砕けたる心、小児のごとき心、有のままの心
「基督信徒のなぐさめ」(内村鑑三著)第六章に書かれている言葉。 内村鑑三が人生のなかで経験したつらく苦しい状況のなかで、 キリスト者として得たなぐさめについて書かれている。 神は見返りとしてささげものを要求されることはないが、 困難な状況にある人は「汝の心をささげよ」と書かれている。 困難な状況にある人は、つらく苦しいそのままの心でいてよい。 メディカルカフェなどで寄り添う人が必ずいる。
無頓着に大胆になる
出典はおそらく「吾輩は猫である」(夏目漱石著)
無頓着とは、仏教用語で欲望のままにものごとに執着する
という意味の「貪着」を否定した言葉。ものごとを深く気にかけないこと。 大胆とは、ものを恐れない度胸があること。普通と違った思い切ったことをするさま。

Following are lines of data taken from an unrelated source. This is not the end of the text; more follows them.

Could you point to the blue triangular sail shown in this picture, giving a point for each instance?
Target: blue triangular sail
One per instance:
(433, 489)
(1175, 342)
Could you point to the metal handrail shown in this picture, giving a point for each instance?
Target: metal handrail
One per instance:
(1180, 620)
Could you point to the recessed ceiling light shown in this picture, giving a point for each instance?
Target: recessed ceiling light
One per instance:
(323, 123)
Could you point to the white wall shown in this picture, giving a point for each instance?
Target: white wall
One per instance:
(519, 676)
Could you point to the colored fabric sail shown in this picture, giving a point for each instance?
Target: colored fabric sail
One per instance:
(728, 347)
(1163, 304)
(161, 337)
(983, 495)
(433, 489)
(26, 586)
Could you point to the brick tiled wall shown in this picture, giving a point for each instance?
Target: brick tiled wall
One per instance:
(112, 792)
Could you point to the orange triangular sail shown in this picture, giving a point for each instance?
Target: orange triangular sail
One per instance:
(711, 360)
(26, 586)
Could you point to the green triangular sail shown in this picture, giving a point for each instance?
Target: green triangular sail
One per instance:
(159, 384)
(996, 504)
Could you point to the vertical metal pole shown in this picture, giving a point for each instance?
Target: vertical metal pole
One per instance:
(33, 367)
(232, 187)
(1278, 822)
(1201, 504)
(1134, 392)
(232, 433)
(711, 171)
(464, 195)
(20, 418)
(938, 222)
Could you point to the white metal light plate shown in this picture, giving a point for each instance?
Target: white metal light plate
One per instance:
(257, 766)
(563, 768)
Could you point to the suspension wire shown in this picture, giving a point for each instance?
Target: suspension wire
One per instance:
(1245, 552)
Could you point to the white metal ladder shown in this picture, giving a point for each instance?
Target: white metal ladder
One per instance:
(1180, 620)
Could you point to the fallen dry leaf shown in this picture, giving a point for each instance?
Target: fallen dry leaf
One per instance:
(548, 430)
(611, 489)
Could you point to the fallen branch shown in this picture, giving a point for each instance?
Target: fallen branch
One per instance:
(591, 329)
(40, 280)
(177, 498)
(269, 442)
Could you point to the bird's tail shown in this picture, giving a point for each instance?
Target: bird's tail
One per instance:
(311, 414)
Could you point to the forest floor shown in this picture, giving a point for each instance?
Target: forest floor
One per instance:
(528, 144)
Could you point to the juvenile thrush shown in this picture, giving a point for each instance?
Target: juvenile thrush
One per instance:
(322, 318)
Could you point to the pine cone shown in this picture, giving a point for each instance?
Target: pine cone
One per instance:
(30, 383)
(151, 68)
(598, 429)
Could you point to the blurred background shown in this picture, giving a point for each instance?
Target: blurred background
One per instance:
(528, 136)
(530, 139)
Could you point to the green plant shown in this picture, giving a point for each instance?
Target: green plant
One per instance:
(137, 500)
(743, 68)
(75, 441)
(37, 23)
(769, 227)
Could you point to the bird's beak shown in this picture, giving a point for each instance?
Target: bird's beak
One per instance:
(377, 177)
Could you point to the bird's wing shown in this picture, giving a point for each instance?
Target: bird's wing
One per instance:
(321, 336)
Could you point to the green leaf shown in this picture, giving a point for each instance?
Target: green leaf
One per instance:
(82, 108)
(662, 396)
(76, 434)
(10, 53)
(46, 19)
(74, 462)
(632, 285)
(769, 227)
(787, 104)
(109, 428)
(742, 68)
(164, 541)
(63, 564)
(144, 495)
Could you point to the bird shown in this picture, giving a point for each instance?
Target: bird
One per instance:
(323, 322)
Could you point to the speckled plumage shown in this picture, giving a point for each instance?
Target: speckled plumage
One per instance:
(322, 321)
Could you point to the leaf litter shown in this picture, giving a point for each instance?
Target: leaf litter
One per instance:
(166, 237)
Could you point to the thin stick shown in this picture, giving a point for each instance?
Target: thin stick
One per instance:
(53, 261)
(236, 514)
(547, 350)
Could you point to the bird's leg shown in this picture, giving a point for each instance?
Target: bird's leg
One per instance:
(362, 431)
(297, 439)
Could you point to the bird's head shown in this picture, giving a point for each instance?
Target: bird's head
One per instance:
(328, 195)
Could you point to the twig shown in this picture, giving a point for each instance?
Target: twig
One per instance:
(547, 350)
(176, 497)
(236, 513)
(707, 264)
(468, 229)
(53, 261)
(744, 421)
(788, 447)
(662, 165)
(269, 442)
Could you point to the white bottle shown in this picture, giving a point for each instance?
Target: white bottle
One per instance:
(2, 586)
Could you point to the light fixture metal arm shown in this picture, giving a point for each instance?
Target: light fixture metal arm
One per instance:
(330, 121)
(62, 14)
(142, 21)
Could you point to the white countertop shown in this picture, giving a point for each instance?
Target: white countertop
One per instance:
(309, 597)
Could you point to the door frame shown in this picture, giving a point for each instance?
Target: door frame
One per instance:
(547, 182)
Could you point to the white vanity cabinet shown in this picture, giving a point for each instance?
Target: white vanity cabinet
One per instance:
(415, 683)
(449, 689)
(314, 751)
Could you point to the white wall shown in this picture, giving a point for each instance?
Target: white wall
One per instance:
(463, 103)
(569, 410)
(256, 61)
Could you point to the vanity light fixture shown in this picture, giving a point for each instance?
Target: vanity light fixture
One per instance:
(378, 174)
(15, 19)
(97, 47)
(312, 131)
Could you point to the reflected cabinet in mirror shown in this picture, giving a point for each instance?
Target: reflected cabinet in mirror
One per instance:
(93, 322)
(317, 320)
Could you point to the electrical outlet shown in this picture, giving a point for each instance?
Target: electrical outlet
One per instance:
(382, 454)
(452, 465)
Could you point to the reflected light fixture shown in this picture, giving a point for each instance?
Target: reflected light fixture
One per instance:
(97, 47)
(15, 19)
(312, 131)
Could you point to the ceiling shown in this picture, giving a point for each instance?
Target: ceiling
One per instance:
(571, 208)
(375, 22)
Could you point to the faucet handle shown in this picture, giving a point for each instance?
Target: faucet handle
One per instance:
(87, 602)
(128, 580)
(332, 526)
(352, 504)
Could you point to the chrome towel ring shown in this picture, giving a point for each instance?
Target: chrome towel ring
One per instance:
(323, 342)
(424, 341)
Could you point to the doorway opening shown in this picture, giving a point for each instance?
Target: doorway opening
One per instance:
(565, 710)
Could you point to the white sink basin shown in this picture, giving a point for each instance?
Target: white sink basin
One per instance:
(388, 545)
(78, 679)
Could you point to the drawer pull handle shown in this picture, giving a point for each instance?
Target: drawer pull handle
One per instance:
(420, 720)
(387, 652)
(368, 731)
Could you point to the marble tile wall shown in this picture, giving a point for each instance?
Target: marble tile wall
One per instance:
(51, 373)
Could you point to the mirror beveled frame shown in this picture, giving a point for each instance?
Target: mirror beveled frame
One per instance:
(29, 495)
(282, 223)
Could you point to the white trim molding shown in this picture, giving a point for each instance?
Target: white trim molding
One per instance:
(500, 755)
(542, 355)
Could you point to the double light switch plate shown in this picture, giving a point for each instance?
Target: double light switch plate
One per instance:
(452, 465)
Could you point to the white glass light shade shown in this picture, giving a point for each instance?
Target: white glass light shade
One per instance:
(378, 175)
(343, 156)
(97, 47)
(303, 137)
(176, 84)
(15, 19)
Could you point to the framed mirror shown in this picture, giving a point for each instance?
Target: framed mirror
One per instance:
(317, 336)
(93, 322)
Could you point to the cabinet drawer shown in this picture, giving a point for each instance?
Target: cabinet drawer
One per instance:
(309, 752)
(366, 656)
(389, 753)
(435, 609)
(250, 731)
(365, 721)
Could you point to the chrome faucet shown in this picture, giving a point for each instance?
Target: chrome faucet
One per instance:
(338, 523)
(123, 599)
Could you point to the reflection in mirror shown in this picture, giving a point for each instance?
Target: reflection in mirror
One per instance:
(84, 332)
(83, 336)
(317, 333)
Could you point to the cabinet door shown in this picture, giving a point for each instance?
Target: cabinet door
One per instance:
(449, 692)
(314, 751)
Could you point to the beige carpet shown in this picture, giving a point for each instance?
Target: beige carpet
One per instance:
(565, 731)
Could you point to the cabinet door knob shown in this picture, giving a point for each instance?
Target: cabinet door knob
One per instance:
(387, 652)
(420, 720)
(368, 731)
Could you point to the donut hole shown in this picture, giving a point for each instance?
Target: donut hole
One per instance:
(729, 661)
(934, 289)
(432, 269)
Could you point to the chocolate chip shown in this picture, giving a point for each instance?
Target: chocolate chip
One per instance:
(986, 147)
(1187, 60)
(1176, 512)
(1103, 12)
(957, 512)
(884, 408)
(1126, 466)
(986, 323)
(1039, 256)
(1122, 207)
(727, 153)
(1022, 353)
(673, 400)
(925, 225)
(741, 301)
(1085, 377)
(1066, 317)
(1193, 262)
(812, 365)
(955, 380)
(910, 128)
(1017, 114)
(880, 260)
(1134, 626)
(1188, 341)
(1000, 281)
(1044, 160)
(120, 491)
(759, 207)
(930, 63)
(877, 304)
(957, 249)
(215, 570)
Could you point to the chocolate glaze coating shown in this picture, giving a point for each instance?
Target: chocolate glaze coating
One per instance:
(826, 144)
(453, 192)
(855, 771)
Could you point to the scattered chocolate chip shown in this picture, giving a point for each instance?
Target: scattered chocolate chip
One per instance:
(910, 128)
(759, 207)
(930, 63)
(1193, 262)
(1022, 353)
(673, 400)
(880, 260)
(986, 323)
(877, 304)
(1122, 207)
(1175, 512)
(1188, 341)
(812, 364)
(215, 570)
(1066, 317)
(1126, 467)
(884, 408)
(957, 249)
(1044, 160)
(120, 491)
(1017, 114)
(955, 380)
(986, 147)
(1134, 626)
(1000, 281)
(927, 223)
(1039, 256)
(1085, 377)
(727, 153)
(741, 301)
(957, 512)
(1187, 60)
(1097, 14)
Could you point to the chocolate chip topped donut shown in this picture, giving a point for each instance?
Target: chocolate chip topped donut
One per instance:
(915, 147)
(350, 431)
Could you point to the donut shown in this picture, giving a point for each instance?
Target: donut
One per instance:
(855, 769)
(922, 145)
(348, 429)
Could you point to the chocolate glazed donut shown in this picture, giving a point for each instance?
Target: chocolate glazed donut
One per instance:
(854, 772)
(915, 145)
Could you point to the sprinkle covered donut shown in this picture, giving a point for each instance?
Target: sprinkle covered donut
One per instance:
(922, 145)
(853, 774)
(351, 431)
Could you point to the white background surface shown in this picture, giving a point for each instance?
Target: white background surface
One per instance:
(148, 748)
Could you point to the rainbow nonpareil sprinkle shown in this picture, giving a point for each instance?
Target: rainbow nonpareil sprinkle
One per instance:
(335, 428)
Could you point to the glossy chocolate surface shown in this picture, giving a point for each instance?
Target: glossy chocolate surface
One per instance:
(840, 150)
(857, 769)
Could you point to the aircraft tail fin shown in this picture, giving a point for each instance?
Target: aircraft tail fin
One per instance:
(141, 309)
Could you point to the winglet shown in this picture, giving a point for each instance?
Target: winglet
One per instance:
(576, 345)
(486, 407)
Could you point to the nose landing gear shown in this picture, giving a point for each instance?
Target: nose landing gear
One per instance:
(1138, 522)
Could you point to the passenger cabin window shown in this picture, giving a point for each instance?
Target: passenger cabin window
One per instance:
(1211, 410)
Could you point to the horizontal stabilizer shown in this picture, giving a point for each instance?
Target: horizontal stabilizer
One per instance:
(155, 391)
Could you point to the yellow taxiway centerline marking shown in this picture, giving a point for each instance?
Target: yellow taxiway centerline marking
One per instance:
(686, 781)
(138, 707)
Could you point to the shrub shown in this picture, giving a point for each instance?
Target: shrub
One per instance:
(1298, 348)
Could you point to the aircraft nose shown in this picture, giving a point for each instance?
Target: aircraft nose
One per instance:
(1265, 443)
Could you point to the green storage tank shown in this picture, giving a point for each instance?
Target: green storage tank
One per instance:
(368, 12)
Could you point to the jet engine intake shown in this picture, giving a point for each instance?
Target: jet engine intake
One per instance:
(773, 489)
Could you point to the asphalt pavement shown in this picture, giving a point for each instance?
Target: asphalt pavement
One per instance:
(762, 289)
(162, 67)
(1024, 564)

人生において、今までと同じでは立ち行かなくなったとき、思い切って執着を手放す。
パラダイム・シフト。 考え・ものごと・人間関係などを断捨離するととらえてもよいかも。
「悲しい時は私たちのところへいらっしゃい、
いっしょに泣きましょう。・・・」
勝海舟の妻・勝民子の言葉。勝海舟は幕末の動乱期に多大な功績を残したが、
そのエネルギーは私生活でも相当なもので、
本妻の民子の他に妾を数人もち、彼女たちにうませた子どもも数人いた。
妻の民子は文句もいわず分け隔てなく面倒をみたといわれている。
勝海舟と長崎の女性との間にできた息子・梅太郎と結婚したアメリカ人女性が
クララ・ホイットニーといい、この女性は日本での生活を日記風にまとめており、
「勝海舟の嫁 クララの明治日記」というタイトルで中公文庫から出ている。
この書物の中に、クララが母国にいる母親を亡くし悲嘆にくれている時、
民子がクララに対して優しく言葉をかけたとある。
がん哲学外来が重んじている寄り添い方の基本といえる。
種を蒔く人になりなさい
困難な事柄だからといって諦めないで、
解決するための行動を起こす(=種をまく)ことで、
たとえそれが生きているうちに達成できなくても、
誰かのためになり大きな成果となることがある。
この世に無駄なことなどひとつもない。
解決はしなくても解消はできる。
「がん哲学外来」創始者の樋野興夫氏が、「コロナを生きる言葉集」の中で発信した言葉。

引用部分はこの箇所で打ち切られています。